この記事のポイント
- 埋葬料とは、健康保険の被保険者が亡くなったときに、葬儀を行った家族などに支給される給付金のこと。
- 支給額は原則として一律5万円で、申請期限は死亡日の翌日から2年以内。
- 被保険者本人が亡くなった場合と、被扶養者が亡くなった場合とでは、給付金の名称と申請先が異なる。
埋葬料(まいそうりょう)とは、健康保険の被保険者(会社員や公務員など)が亡くなった際に、その葬儀を行った家族または埋葬を行った人に対して、健康保険組合や全国健康保険協会(協会けんぽ)から支給される給付金のことです。
埋葬料の詳しい解説
埋葬料・埋葬費・家族埋葬料の違い
埋葬料に関連する給付金は、状況によって3種類に分かれます。それぞれの違いを正確に理解しておくことが大切です。
- 埋葬料:健康保険の被保険者本人が死亡し、生計を同一にする家族が葬儀を行った場合に支給される。支給額は一律5万円。
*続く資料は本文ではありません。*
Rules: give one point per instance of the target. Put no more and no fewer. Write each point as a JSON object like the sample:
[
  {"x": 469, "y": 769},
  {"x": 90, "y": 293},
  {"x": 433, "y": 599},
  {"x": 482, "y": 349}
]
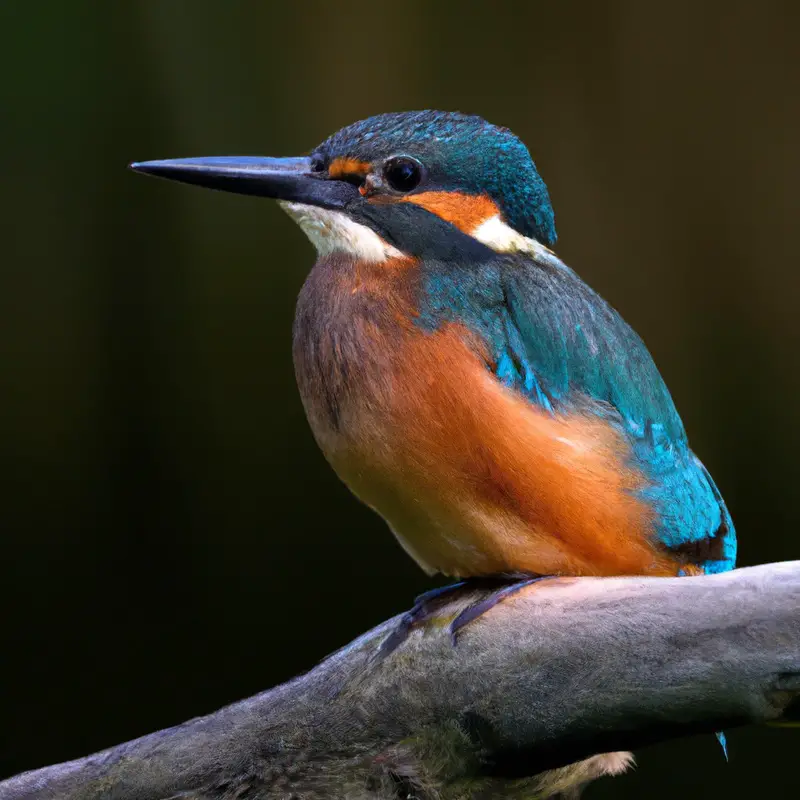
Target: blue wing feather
[{"x": 563, "y": 347}]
- 埋葬費:被保険者本人が死亡したが、生計を同一にする家族がいない場合に、実際に埋葬を行った人に支給される。支給額は5万円を上限とした実費相当額。
- 家族埋葬料:被保険者に扶養されていた家族(被扶養者)が死亡した場合に、被保険者本人に支給される。支給額は一律5万円。
給付金の名称が異なっても、申請先はいずれも加入している健康保険組合または協会けんぽです。国民健康保険の加入者の場合は、この制度の対象外となり、各市区町村の「葬祭費」制度が適用されます。
申請の流れと必要書類
埋葬料の申請は、以下の流れで進めます。書類をあらかじめ確認しておくと、手続きがスムーズです。
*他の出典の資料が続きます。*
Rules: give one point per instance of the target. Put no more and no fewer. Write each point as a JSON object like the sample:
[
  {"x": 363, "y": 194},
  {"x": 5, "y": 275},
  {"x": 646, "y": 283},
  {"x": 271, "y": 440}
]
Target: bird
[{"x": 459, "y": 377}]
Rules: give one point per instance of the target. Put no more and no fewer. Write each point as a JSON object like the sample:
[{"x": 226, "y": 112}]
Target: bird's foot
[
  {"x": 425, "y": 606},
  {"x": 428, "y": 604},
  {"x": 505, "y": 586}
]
- 加入先の健康保険組合または協会けんぽから「埋葬料(費)支給申請書」を入手する。
- 死亡届の受理証明書や死亡診断書のコピーなど、死亡を証明する書類を準備する。
- 葬儀を行ったことを証明する書類(会葬礼状・会葬御礼など)を用意する。
- 申請書に必要事項を記入し、必要書類とあわせて提出する。
埋葬費を申請する場合は、葬儀に要した費用の領収書も必要になります。申請に必要な書類は加入先の保険組合によって若干異なるため、事前に確認することをおすすめします。
国民健康保険の場合は「葬祭費」が適用される
自営業者やフリーランスの方が加入する国民健康保険では、埋葬料ではなく「葬祭費」として給付が行われます。金額は自治体によって異なり、一般的には1万円〜7万円程度です。申請先は被保険者が住民登録していた市区町村の窓口となります。
申請期限と注意点
申請期限は2年以内
埋葬料・埋葬費・家族埋葬料の申請期限は、被保険者または被扶養者が亡くなった日の翌日から2年以内です。この期限を過ぎると申請できなくなるため、注意が必要です。
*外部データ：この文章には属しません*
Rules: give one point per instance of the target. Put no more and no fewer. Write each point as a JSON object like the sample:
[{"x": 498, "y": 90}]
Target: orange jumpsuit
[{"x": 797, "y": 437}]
葬儀後はさまざまな手続きが重なり、申請を後回しにしてしまうケースもあります。四十九日を過ぎ、気持ちが落ち着いたタイミングで早めに手続きを進めることをおすすめします。
退職後の死亡にも支給される場合がある
被保険者が退職後に亡くなった場合でも、条件を満たせば埋葬料が支給されます。具体的には、資格を喪失してから3か月以内に亡くなった場合、または傷病手当金や出産手当金を受給中(もしくは受給できる状態)に亡くなった場合です。退職直後に亡くなったケースでも、制度を利用できる可能性があるため、加入していた保険組合や協会けんぽに確認することが大切です。
葬儀費用の一部として位置づける
埋葬料は5万円の定額支給であるため、実際の葬儀費用を大きく賄えるものではありません。家族葬や直葬であっても、葬儀には一定の費用がかかります。埋葬料はあくまで補助的な給付金として位置づけ、葬儀費用の全体計画とあわせて考えることが重要です。
関連する用語
埋葬料を理解するうえで、あわせて知っておきたい用語があります。まず、埋葬許可証は、火葬後に遺骨を墓地などに埋葬する際に必要な証明書です。また、経済的な理由で葬儀費用の支払いが困難な場合は、生活保護受給者などを対象とした葬祭扶助という制度も存在します。さらに、亡くなった方の財産に関わる手続きとして、相続や遺族年金も、葬儀後に対応が必要となる重要な制度です。